An environmental chamber was used to measure COP as a function of temperature as the temperature of the environmental chamber was reduced from 70° F to below -20° F. The environmental chamber was filled with brined water to prevent freezing. FIG. 7 shows a comparison of two conventional heat pump systems with a two-stage cascading heat pump system. One of the conventional heat pumps used the refrigerant R410a, and the other conventional heat pump used the refrigerant R513a, while the two-stage cascading heat pump system used R513a in the high temperature HPC and used R410a in the low temperature HPC.

The conventional heat pump system that used the R513a refrigerant ceased operating at about 35° F. It had maximum COP of about 6.3 at about 68° F, but the COP decreased to a COP of about 3.8 at 35° F, where the heat pump ceased to operate.

The conventional heat pump system that used the R410a refrigerant ceased operating at about 18° F. It had maximum COP of about 5.2 at about 64° F, but the COP decreased to a COP of about 2.6 at 18° F, where the heat pump ceased to operate.
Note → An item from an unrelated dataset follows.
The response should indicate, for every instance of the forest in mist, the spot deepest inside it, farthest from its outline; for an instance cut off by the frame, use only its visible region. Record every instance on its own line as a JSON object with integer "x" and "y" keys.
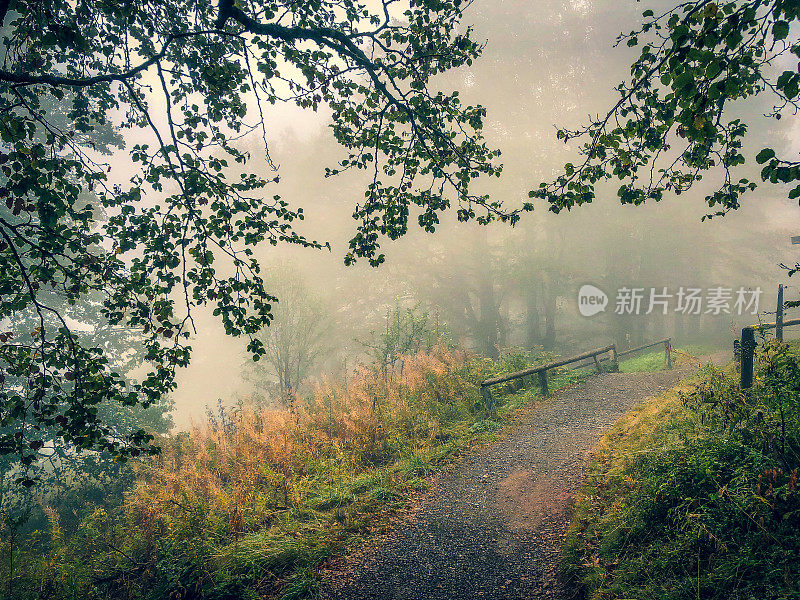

As shown in Figure 7, when operated as a heat pump system, the multistage system outperforms both of the conventional systems when it comes to how cold the “outside” temperature can be while still having an operational system. It should also be noted that not only was the multistage system still operating at a temperature of -20°F, but was operating with a COP of over 5.5 and retained more than 60% of its capacity. The other systems, R410A turn off at 18°F with a COP of 2.5 with a capacity of 45%. Additionally, because of the ability of controlling the Quality of the refrigerant ratio, the cascade system can be adjusted to lower the COP slightly but will retain most of its capacity even at -20°F but with a COP just above 4. This is a testament to the significant advantages and performance of the cascading HPC system. With this system there is no need for a back heating system.

The cooling measurements were terminated because it met the goals of -20°F. However, the actual temperature the system could achieve has been calculated to be -40°F. Furthermore, because the environmental chamber involves brined water, the cascading HPC system could only protect from freezing to -30°F, because when the coil was at -30°F, the brine was still only at -20°F, so brine began to freeze on the coils making the test was no longer valid. The system should be able to operate at air temperatures below -30°F. Additionally, the calculated lower limit of -40°F is the limit of the R-410a refrigerant, not inherent limits of the system. A better refrigerant, e.g., a refrigerant capable of operating below -40°F, or an additional HPC with a matching low temperature refrigerant would significantly improve performance and temperature range.